Looking For Other Dessert Ideas? Try These!
Did you try this recipe? Please let me know what you think! Leave a comment below, and a 5- star rating. I would love to hear from you! Subscribe Here to get new recipes sent straight to your inbox!
Lemon Berry Mascarpone Cake with Lemon Buttercream Frosting
- stand mixer or hand held mixer
- 8 inch round cake pans
Lemon Blueberry Cake
- 3 cups all-purpose flour
- 1 tablespoon baking powder
- 1 teaspoon salt
- 8 ounces mascarpone
- 1 cup vegetable oil
- 1 ¾ cup sugar
- zest of 1 lemon
- 1 tablespoon lemon juice, fresh squeezed
- 1 cup whole, milk
- 3 eggs
- 1 and ½ cups fresh or frozen blueberries
Lemon Buttercream Frosting
- 1 cup butter (2 sticks)
- 3 ½- 4 cups powdered sugar
- 2 tablespoons lemon juice
- 1 teaspoon lemon zest
Lemon Blueberry Cake
- Preheat oven to 325 degrees Fahrenheit. Grease and flour two 8 inch round cake pans and line with parchment paper.
- In a small bowl, whisk together the flour, baking powder and salt.
- In the bowl of a stand mixer, using the paddle attachment beat the mascarpone until smooth and creamy. Add the vegetable oil and sugar and continue to mix for another 2 minutes.
- With the mixer on, add the lemon zest and lemon juice. Next add the eggs one at a time. Scrape the sides of the mixer to insure all ingredients are incorporated and mix for another 2 minutes.
- Once both eggs are added, add half of the flour and half of the milk. Mix well before adding the remaining flour and milk. Be careful to not overmix.
- Remove the paddle attachment and stir in the blueberries with a spatula.
- Divide the batter between two cake pans. Place the pans on the middle rack and time for 35 minutes. Check with a toothpick for doneness. Depending on oven cakes may take up to 40 minutes.

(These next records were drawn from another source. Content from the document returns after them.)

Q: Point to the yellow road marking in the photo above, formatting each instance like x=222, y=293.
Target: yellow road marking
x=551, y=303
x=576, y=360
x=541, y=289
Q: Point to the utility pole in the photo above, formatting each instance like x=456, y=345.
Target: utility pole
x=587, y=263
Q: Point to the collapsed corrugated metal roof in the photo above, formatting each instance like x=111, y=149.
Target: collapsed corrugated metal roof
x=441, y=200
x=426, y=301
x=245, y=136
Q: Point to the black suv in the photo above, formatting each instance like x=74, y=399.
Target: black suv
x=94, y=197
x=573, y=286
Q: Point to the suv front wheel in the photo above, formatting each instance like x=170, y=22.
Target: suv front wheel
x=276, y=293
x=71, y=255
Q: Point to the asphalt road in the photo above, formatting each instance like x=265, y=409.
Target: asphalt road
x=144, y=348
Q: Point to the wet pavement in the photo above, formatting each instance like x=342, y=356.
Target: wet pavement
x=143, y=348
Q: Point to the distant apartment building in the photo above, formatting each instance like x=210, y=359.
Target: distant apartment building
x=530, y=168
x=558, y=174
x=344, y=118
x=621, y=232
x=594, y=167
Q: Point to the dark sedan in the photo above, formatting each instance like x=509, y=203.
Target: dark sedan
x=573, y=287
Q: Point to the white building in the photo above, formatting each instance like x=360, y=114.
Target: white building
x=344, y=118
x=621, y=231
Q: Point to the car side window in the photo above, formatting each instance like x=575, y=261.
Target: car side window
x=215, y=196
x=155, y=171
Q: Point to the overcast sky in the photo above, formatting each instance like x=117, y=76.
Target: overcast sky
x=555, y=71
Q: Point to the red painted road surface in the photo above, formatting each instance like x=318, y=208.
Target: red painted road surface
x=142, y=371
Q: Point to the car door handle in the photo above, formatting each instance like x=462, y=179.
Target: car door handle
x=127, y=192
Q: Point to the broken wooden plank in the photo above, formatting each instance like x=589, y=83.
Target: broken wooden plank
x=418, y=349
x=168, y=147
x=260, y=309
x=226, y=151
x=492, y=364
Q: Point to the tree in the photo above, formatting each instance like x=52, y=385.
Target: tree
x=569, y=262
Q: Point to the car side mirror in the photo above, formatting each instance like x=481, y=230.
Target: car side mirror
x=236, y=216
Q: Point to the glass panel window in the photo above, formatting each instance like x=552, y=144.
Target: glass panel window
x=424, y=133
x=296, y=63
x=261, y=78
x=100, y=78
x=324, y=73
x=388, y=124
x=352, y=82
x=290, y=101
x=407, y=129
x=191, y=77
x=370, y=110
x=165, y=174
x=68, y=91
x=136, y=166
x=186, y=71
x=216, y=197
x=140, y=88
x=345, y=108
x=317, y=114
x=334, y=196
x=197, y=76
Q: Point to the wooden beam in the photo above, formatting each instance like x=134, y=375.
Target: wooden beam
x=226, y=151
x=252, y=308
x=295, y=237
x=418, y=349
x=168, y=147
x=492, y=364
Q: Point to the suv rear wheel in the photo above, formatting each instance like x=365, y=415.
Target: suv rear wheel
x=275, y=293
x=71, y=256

- Remove the cakes from oven. Place on a wire rack and cool for 10 minutes before inverting from the cake stand to finish cooling. Wait until completely cooled to frost the cake.
- In the bowl of a stand mixer with either a paddle or whisk attachment, beat the softened butter on medium speed until smooth and creamy.

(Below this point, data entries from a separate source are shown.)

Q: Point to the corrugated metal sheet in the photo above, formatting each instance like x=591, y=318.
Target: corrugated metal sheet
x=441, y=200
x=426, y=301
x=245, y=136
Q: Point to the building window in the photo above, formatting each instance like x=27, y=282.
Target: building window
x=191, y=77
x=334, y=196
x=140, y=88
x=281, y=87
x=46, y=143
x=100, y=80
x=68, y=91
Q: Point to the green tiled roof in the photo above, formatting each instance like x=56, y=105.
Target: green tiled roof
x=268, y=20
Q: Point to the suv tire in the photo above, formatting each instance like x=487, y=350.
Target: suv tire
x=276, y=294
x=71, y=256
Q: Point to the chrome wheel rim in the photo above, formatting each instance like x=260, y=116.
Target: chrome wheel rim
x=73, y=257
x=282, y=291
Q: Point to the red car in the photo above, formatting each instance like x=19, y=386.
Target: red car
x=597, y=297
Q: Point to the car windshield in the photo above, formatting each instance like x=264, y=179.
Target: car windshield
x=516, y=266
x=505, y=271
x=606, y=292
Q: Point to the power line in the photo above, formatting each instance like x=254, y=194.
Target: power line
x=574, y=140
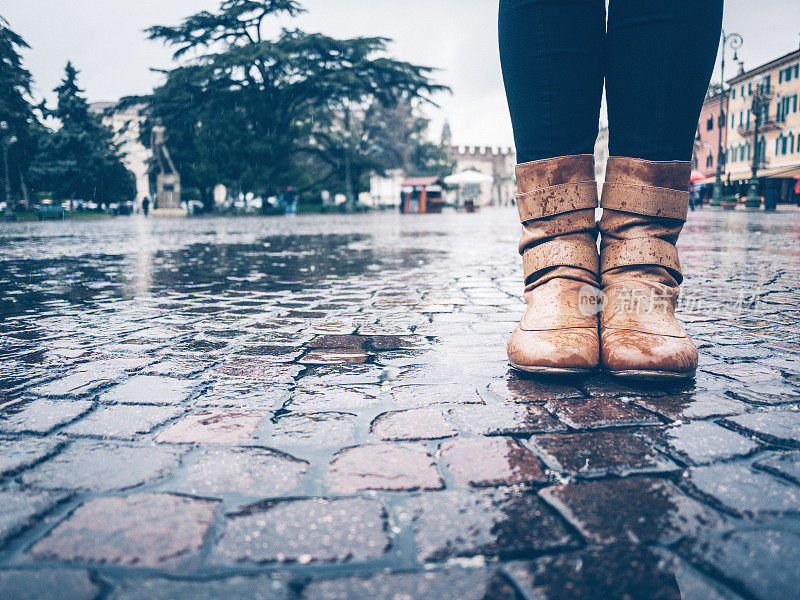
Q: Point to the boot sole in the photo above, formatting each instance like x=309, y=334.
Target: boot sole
x=644, y=375
x=553, y=370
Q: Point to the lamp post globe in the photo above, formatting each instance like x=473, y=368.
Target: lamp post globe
x=733, y=41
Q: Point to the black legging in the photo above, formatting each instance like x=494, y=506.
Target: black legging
x=656, y=58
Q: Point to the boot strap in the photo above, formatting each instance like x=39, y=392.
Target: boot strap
x=646, y=200
x=560, y=252
x=557, y=199
x=642, y=252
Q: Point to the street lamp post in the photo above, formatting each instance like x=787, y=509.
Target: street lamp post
x=758, y=108
x=735, y=41
x=7, y=141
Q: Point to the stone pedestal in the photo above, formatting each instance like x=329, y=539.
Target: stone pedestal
x=168, y=196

- While the mixer is running on low speed, add the powdered sugar in small increments along with the lemon juice and zest.

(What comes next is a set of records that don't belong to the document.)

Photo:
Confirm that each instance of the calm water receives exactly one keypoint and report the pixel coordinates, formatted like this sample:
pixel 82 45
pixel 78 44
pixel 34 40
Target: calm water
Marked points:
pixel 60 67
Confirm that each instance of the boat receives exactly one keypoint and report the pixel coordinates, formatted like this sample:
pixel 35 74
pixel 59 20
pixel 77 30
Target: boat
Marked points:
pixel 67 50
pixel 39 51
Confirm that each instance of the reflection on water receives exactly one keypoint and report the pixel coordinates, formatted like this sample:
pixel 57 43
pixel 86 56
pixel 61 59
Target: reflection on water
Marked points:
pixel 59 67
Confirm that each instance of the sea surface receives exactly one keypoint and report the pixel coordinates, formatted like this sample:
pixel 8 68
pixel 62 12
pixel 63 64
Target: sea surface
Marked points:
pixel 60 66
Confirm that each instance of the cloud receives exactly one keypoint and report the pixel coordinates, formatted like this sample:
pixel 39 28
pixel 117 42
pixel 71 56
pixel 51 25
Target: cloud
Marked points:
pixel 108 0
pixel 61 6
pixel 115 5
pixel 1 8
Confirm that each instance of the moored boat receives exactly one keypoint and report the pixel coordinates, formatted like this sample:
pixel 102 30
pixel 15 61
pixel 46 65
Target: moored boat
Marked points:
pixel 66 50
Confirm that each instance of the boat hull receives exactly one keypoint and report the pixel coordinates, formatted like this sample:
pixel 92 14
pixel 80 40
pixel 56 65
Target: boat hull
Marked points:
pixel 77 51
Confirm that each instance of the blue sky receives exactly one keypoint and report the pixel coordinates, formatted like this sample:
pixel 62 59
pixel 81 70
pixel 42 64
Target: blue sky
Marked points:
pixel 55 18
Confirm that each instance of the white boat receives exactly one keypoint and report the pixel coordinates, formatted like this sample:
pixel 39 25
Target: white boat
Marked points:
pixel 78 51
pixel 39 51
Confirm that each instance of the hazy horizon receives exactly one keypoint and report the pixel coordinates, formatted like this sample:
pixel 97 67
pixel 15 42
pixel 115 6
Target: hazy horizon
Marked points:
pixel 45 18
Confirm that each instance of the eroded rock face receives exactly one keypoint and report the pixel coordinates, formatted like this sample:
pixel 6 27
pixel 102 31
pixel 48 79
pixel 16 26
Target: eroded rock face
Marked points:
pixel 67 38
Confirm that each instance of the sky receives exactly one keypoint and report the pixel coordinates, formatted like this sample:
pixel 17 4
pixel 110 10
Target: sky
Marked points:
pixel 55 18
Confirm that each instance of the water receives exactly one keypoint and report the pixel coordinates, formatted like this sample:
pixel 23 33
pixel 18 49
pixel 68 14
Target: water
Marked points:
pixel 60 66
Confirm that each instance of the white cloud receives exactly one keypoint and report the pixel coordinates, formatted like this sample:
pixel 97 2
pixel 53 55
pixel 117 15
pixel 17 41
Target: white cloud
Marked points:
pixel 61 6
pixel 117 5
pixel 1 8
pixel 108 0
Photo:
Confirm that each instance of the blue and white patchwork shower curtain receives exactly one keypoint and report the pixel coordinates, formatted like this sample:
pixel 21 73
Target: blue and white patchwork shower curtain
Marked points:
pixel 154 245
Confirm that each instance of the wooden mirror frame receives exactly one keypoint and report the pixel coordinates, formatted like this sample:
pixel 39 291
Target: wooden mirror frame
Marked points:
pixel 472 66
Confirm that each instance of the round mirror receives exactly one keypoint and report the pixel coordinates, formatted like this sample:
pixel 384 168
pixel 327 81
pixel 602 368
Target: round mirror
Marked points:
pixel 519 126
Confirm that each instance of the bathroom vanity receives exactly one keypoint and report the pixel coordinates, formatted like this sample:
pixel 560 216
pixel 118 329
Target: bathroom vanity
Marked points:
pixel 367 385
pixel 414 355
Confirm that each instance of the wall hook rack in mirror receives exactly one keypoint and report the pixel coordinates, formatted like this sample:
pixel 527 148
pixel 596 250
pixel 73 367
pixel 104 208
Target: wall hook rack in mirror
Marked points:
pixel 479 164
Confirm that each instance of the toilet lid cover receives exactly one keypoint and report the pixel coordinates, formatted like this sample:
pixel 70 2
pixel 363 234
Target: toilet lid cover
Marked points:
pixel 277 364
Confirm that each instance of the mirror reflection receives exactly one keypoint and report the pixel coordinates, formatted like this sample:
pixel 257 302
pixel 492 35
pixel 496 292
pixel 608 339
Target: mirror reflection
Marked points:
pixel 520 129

- Gradually increase the speed and mix for 3 minutes. If the frosting is too thin add another ¼ to ½ cup of powdered sugar. If the mixture is too thick add a few extra drops of lemon juice.
Assembling the Cake
- Transfer the first cake layer to a cake stand or plate. Add about ¾ of a cup to the top of the cake and use your spatula to spread in an even layer.
- Place the second layer on top of the frosted layer. Add more frosting to the top and smooth the frosting down the edges and the side of the cake. Use a bench scraper to remove any excess frosting. Decorate with berries and lemon slices or pipped design if desired.